The Republican’s plan to exploit the so-called Federal Marriage Amendment obviously failed miserably yesterday. The scary part, however, is what the GOP wants to do next.
I expected the usual suspects to note that constitutional amendments rarely succeed after their first attempt and that proponents will continue to fight for this as long as necessary. Fine; that’s predictable rhetoric that doesn’t mean anything.
Unfortunately, the right is not made up of gracious losers. They can’t have the FMA, so they’re considering yet another “court stripping” measure.
Realizing that a constitutional amendment banning gay marriage faces little chance of passing soon, if ever, House Republicans yesterday discussed alternative approaches, including stripping federal courts of jurisdiction over the issue, passing a federal law to define marriage and using the appropriations process to ban gay marriage in Washington.
All the legislative action on gay marriage is currently in the Senate, but the House GOP is rapidly developing its own tactics. Leaders will take their first step next week when they take up Rep. John Hostettler’s (R-Ind.) “jurisdiction stripping” bill. This would bar federal courts from hearing lawsuits related to gay sex and marriage.
If you’re a long-time reader of mine, you know that I find court stripping uniquely offensive to the American system of government. And if you’re wondering if I’m about to go on the exact same tirade I went on the last time the issue came up, the answer is a resounding “yes.”
Court stripping is a radical scheme that’s become increasingly popular with the far-right. The idea behind it is simple: when Congress decides it doesn’t like the way courts are ruling on certain types of cases, lawmakers feel it is within their power to take away the courts’ power to even hear these cases.
You may have learned in junior high civics class about “separation of powers,” a principle that gives the legislative branch the authority to write the laws, the executive branch the power to execute the laws, and the judicial branch the power to interpret the laws. Under court-stripping schemes, however, Congress would shuffle those responsibilities a bit, giving the legislative branch increased judicial power over courts. It turns the very idea of an “independent” judiciary on its head.
It’s irresponsible for lawmakers to even consider such reckless and unconstitutional scheme, but as of yesterday, House Republicans, including their leader, boasted that we should expect to see more of this lunacy in the future.
Majority Leader Tom DeLay (R-Texas) told reporters yesterday that he plans to use “jurisdiction stripping” measures to achieve other social policy goals as well.
For example, he will push legislation to stop federal courts from hearing lawsuits related to the words “under God” in the Pledge of Allegiance.

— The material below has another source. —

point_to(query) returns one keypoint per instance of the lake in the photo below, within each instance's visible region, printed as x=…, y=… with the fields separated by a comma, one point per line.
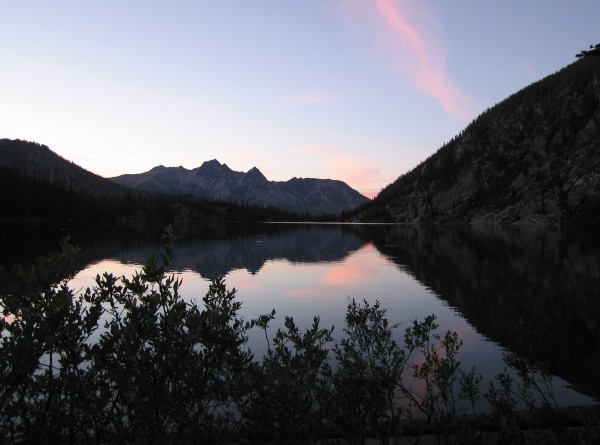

This is the kind of scheme that exists on the furthest fringes of the law and invites a constitutional crisis. Imagine what happens if Congress takes away an area of the courts’ jurisdiction, but the courts continue to believe they can interpret the law and rule on these cases anyway. Who gets to decide? Who has the ultimate authority to rule on these questions? This is exactly why separation of powers was created in the first place.
Alas, some of Congress’ most conservative members have flirted with this nonsense for years. On multiple occasions in the 1980s, for example, Sen. Jesse Helms tried repeatedly to remove the ability of the federal courts to hear school prayer cases. Fortunately, his efforts were always defeated.
More recently, congressional Republicans like DeLay, Bob Aderholt (Ala.), and Zell Miller (Ga.) have recommended extending the scheme so that courts couldn’t consider any church-state cases at all, leaving government free to promote and endorse religion constantly.
To understand just how radical this notion is, consider that Aderholt was on Pat Robertson’s “700 Club” program a few years ago and argued that the Supreme Court should not always be the final arbiter of the Constitution. Aderholt said:
“[O]ver several decades, there has been a view that the United States Supreme Court has the final authority [on interpreting the Constitution]…. And it would be our argument, we would make the argument, the Supreme Court does not always have the final authority over the interpretation of the Constitution.”
Believe it or not, this guy went to law school.
I should note that Congress has always resisted court-stripping schemes and not one has ever been passed into law. Still, it’s scary that so many lawmakers, who must know better, would push such a radical approach.